第2章 碾碎恶少(2/2)
“聒噪!”
子鼠冰冷的声音不带丝毫波澜。他身影仿佛微微晃动了一下,在原地留下一道淡淡的残影。
“啪——!!!”
一声清脆到响彻整个庭院、甚至盖过白山惨嚎的耳光声,如同惊雷般炸响!
白山整个身体被打得如同断了线的破风筝,凌空旋转着重重摔了出去!
左半边脸颊以肉眼可见的速度高高肿起,皮肤爆裂,鲜血混合着几颗断裂的牙齿从他那张因剧痛和羞辱而扭曲的嘴里飙射出来!

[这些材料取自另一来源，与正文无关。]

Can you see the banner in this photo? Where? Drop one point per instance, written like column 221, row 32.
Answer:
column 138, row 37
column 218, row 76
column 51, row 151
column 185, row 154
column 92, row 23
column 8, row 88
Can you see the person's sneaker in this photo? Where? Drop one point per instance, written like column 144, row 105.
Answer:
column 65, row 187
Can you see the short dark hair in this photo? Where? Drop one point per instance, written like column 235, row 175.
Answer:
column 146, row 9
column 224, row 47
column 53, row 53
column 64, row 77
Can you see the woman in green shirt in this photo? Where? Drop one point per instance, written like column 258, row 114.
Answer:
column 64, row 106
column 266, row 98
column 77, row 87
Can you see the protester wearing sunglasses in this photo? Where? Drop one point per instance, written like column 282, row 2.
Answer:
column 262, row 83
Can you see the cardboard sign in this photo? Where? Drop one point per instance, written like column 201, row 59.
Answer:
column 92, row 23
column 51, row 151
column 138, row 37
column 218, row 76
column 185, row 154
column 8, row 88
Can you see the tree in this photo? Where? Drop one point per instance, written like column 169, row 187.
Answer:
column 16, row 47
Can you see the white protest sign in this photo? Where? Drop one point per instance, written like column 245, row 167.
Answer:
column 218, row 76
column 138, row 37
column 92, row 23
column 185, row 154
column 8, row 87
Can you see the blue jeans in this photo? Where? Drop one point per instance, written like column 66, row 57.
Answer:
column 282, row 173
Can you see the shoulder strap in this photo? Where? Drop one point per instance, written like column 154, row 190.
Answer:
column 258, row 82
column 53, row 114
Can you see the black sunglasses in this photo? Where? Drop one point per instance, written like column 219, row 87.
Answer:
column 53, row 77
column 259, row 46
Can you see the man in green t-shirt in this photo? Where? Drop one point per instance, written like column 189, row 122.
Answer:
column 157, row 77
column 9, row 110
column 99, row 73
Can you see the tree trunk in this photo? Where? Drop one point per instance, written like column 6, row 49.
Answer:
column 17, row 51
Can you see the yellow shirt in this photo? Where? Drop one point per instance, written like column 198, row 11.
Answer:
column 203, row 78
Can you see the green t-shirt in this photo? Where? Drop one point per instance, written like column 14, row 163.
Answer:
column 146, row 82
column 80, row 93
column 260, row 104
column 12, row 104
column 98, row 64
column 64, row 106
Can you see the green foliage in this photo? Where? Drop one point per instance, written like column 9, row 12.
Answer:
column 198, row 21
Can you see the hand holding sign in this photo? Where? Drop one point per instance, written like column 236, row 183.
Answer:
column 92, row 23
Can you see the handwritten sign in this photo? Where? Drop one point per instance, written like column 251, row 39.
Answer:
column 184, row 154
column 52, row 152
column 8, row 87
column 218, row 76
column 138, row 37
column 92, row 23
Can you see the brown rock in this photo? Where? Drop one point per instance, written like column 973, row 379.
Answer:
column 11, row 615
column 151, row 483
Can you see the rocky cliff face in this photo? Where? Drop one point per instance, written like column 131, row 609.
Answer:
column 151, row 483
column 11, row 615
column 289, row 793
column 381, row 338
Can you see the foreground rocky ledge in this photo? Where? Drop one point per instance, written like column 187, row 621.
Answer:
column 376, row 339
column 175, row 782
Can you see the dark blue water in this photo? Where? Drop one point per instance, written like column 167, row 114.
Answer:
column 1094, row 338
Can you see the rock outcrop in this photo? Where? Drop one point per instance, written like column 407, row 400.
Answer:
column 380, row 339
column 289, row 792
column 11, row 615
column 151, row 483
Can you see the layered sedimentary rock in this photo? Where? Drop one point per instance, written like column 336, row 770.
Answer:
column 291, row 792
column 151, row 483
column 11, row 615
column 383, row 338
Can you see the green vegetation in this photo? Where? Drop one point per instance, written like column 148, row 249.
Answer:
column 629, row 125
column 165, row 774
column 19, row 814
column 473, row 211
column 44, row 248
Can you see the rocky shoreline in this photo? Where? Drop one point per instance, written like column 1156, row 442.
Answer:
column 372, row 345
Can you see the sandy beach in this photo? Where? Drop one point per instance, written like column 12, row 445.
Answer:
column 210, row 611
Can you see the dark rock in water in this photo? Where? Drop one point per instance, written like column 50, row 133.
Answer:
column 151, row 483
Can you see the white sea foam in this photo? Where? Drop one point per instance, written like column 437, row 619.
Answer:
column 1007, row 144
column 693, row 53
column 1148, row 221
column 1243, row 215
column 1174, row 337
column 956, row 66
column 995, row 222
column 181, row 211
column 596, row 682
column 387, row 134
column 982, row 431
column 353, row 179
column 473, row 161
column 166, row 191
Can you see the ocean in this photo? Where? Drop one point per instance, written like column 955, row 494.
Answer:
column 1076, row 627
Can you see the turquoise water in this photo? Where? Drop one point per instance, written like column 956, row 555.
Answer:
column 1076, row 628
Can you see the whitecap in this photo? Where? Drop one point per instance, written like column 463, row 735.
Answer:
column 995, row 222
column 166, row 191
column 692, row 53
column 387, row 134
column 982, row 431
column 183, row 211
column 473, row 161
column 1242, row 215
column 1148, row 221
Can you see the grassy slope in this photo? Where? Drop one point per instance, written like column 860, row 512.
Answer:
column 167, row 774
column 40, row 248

他重重摔在冰冷坚硬的青石板上,摔在那片由他自己断臂喷洒出的血泊里,摔得头晕眼花,眼冒金星!
骨头断裂的剧痛和脸上火辣辣的羞辱双重折磨着他,让他几乎要晕厥过去!
然而,更深的绝望才刚刚开始!
那沉默的、散发着死亡气息的巨大磨盘虚影,并未因他的摔倒而消失。
它如同附骨之疽,缓缓地、坚定不移地向下移动,笼罩了他勉强支撑着身体的左腿!
“不……不要!停下!停下啊——!!”白山终于彻底崩溃了!
什么白家少爷的尊严,什么继承人的骄傲,在极致的痛苦和死亡的恐惧面前,统统化作了最原始的、最卑贱的求生本能!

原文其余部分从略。